Biomass plant approved for Macon-Bibb County

How to get a biomass plant approved in Georgia: tack it onto an existing business. Remember to get an industrial authority to use a public bond issue to expand the private business.

Carla Caldwell wrote in the Atlanta Business Chronicle 7 June 2011, Graphic Packaging gets $140M bond deal

A deal OK’d by the Macon-Bibb County Industrial Authority provides revenue bonds for a $140 million expansion of Marietta, Ga.-based Graphic Packaging International’s Macon, Ga. mill. Improvements will include the addition of a biomass boiler and a 40-megawatt turbine generator geared to reduce emergency cost and improve profitability, reports Macon Telegraph website macon.com.

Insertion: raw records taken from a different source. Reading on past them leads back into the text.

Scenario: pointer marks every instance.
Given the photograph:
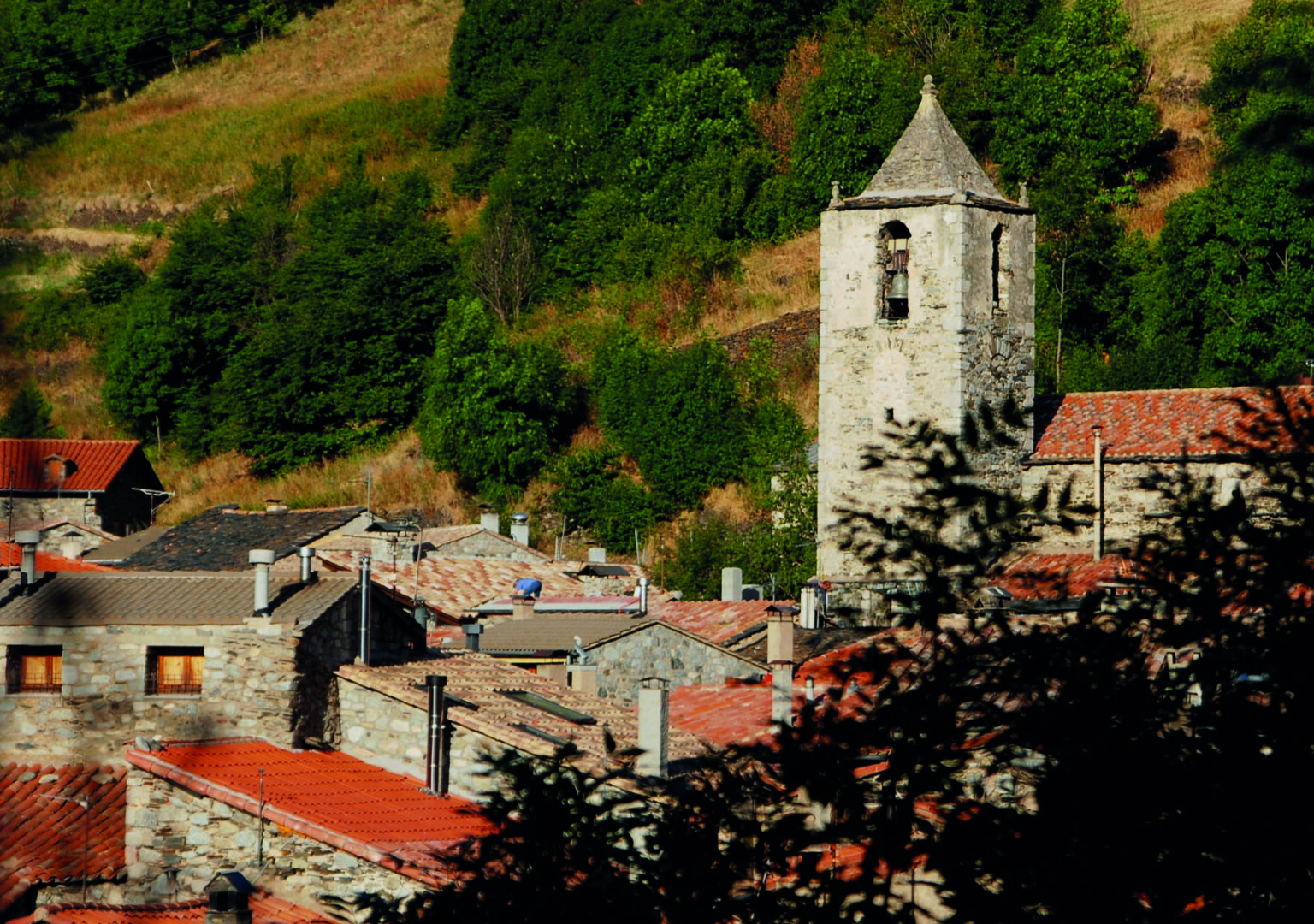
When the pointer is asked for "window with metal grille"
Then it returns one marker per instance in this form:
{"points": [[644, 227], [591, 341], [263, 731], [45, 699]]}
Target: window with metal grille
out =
{"points": [[34, 669], [174, 671]]}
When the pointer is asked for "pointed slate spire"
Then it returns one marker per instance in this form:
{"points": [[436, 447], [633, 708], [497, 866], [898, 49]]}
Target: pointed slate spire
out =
{"points": [[929, 158]]}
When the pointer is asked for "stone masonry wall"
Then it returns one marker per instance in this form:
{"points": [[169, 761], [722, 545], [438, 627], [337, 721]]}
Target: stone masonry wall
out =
{"points": [[394, 735], [953, 350], [169, 827], [660, 651]]}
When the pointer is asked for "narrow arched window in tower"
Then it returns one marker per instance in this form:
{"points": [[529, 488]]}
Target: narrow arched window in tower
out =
{"points": [[1000, 270], [894, 284]]}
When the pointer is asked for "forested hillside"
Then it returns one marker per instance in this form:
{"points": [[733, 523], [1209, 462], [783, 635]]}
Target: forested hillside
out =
{"points": [[495, 225]]}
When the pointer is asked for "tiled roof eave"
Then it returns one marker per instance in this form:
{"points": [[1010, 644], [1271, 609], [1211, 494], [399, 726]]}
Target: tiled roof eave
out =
{"points": [[242, 802]]}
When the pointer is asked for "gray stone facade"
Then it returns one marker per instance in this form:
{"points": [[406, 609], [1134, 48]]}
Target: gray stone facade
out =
{"points": [[661, 651], [169, 827], [394, 735], [968, 335], [260, 677]]}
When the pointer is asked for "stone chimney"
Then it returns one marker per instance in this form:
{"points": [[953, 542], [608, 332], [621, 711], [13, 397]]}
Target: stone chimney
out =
{"points": [[654, 726], [229, 897], [732, 583], [262, 559]]}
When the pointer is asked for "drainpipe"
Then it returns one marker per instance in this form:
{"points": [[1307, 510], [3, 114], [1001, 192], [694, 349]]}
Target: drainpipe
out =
{"points": [[1098, 493], [28, 542], [436, 761], [364, 610], [654, 726], [262, 559]]}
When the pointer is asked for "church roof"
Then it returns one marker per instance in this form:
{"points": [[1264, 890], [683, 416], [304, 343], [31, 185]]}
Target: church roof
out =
{"points": [[929, 159]]}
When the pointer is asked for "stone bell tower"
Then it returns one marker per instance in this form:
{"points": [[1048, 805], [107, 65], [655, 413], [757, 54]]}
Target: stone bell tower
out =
{"points": [[926, 309]]}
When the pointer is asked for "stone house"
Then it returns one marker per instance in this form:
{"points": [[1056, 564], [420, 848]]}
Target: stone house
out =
{"points": [[98, 483], [96, 659]]}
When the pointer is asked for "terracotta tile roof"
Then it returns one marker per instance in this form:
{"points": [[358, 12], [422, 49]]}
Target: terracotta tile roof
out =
{"points": [[1163, 424], [98, 463], [453, 586], [121, 598], [11, 556], [264, 909], [713, 619], [1062, 575], [477, 677], [221, 538], [44, 838], [328, 797]]}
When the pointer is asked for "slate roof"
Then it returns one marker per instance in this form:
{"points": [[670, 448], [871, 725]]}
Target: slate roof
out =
{"points": [[117, 549], [11, 556], [716, 620], [453, 586], [477, 677], [98, 463], [328, 797], [929, 158], [264, 909], [120, 598], [44, 840], [221, 538], [1200, 422]]}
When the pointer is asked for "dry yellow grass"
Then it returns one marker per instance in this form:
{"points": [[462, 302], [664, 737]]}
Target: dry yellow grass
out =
{"points": [[336, 79]]}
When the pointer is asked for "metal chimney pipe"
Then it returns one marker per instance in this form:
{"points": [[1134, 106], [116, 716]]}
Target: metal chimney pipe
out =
{"points": [[262, 559], [28, 542], [364, 610], [1098, 493], [472, 637], [654, 726], [435, 769]]}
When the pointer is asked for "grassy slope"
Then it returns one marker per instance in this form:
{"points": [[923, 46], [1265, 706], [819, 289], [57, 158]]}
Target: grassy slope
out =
{"points": [[367, 74]]}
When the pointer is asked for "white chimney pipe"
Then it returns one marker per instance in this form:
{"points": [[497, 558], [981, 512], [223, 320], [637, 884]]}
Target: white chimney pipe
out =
{"points": [[732, 583], [1098, 493], [28, 542], [262, 559], [521, 529], [654, 726]]}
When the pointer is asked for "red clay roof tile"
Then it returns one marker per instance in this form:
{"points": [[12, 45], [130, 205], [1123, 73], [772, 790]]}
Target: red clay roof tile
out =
{"points": [[1166, 424], [53, 838], [98, 462], [328, 797]]}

The authority approved the deal on Monday for the provider of packaging for food, beverage and consumer products. The biomass system, which is scheduled for operation by mid-2013, is expected to generate power from about 400,000 tons of logging materials, mostly the tops of trees, the Macon newspaper reports. Graphic Packaging’s (NYSE: GPK) Macon mill makes an estimated 1,600 tons of paperboard daily.

Maybe we should put some parameters on the types of industry we want around here to avoid this happening with the bonds the Valdosta-Lowndes County Industrial Authority (and the Lowndes County Commission) floats.

This rationalization is precious:

The new project will reduce the Macon mill’s fossil fuel-based greenhouse gas emissions by about 200,000 tons per year — the emissions equivalent of about 35,000 passenger cars, according to macon.com.
Yeah, by shifting the CO2 emissions to the biomass plant, not reducing them.

Nonetheless, Graphic Packaging’s president and CEO, David Scheible, said back in January:

“This biomass project will not only make use of untapped renewable resources, but it will also add value to the Macon, Ga., community as a whole.”
This other quote from the same Biomass Magazine article is more interesting:
“The objectives of the biomass project are to further the company’s sustainability strategy, reduce energy costs and to improve the profitability of the Macon mill in advance of expected increases in electricity costs,”
Well of course, profitability of the Macon mill is the real goal. But why do they expect increases in electricity costs? Which existing source of electricity do they think will be shut down?

Meanwhile, in Lowndes County, remember, it ain’t over ’til it’s over.